CSV Files#

CSV files are flexible but require explicit column definitions so that pymovements knows how to interpret the data. Below is a toy examples of eye-tracking data samples stored in a csv file.

Hide code cell content

import polars as pl

import pymovements as pm
from pymovements.gaze.experiment import Experiment

csv_example = pl.read_csv(
    "../../examples/gaze-toy-example.csv",
)
csv_example.head(5)
shape: (5, 3)
timexy
f64f64f64
0.0206.8152.4
4.0207.0151.5
8.0207.6151.9
12.0207.6152.2
16.0207.8151.6

Time Information#

When loading gaze data with from_csv(), the column containing timestamps must be specified via the time_column parameter if it is not already named time. This column will be internally standardized to time within the resulting Gaze object to ensure a consistent temporal representation across datasets.

If time_unit is not specified (None), timestamps are assumed to be in milliseconds. Supported units are:

  • 'ms' — milliseconds (default)

  • 's' — seconds

  • 'step' — sampling steps

If time_unit='step', an Experiment definition with a sampling rate must be provided so that timestamps can be converted to milliseconds. If no time_column is provided, the data are assumed not to contain explicit timestamps. In that case, a time axis can be generated later based on the sampling rate defined in the experiment (see Experiment Configuration).

Defining Gaze Components#

Gaze signals are typically stored in separate columns of the CSV file (e.g., x_left, y_left).
The following component parameters specify how these flat columns should be grouped into structured gaze components inside the Gaze object:

Parameter

Expects

Creates Nested Column

Unit

pixel_columns

List of pixel coordinate columns

pixel

pixels (px)

position_columns

List of dva coordinate columns

position

dva (°)

velocity_columns

List of velocity component columns

velocity

dva/s or px/s

acceleration_columns

List of acceleration component columns

acceleration

dva/s² or px/s²

distance_column

Single column name

distance

cm

If a non-empty list is passed to one of the component parameters, the specified columns are merged into a single nested list column in samples.

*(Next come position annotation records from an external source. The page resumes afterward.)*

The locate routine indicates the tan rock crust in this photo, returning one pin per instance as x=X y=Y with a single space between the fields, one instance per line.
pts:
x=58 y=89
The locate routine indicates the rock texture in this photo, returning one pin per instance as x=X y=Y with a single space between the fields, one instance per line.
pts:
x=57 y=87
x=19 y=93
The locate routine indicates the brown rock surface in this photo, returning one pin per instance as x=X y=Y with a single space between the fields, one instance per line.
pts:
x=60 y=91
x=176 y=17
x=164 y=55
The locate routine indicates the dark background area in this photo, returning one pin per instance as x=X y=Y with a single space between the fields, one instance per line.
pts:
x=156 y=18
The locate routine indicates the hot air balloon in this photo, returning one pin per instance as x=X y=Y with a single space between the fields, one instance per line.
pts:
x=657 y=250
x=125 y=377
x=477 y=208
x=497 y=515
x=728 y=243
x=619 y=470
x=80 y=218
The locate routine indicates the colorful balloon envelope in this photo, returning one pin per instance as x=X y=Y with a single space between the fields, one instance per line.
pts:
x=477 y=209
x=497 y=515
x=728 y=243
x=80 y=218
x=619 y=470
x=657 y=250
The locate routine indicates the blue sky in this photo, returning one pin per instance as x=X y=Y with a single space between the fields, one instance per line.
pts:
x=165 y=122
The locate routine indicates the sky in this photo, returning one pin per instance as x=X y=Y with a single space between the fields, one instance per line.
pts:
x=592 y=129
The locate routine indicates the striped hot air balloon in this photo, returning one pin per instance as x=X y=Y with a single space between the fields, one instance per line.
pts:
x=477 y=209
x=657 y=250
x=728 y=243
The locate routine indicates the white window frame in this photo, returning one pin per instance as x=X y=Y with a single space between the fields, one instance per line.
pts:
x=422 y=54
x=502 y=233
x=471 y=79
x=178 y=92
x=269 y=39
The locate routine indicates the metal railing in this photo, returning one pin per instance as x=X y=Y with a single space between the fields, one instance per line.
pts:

The supported number of component columns with the expected order are:

  • 0 columns → no nested column created

  • 2 columns → monocular (x, y)

  • 4 columns → binocular (x_left, y_left, x_right, y_right)

  • 6 columns → binocular + cyclopian coordinates

Pixel vs. Position Coordinates#

You typically provide either:

  • pixel_columns — if your data are in screen pixels (common for raw exports)

  • position_columns — if your data are already converted to degrees of visual angle (dva)

If both are provided, pymovements keeps both representations, allowing you to switch between coordinate systems without recomputing. Conversions between pixel and dva coordinates require a valid Experiment with screen geometry and viewing distance.

Using an Experiment#

Providing an Experiment connects gaze samples to screen geometry and sampling rate. This enables:

  • Pixel–dva transformations

  • Velocity and acceleration computation in physical units

  • Time-step conversion when time_unit="step"

If no experiment is provided, gaze data can still be loaded, but certain transformations will not be available.

Automatic Column Detection#

While pymovements provides functionality for automatic column detection, it is still under development. Currently, the naming schemes are:

  • column name prefixes define the type of data (e.g., pixel, position)

  • column name suffixes define the component (e.g. x, y, xr, yl)

This means only column names like pixel_x, position_xr or acceleration_xa can be inferred. If the described schema fits your set-up, you can enable auto_column_detect=True.

from_csv()#

Now putting all this together, we can load our toy example from above directly into Gaze:

experiment = Experiment(
    screen_width_px=1280,
    screen_height_px=1024,
    screen_width_cm=38,
    screen_height_cm=30.2,
    distance_cm=68,
    origin='upper left',
    sampling_rate=250.0,
)

gaze = pm.gaze.from_csv(
    '../../examples/gaze-toy-example.csv',
    experiment=experiment,
    time_column='time',
    pixel_columns=['x', 'y'],
    time_unit='ms'
)

gaze.samples.head(5)
shape: (5, 2)
timepixel
i64list[f64]
0[206.8, 152.4]
4[207.0, 151.5]
8[207.6, 151.9]
12[207.6, 152.2]
16[207.8, 151.6]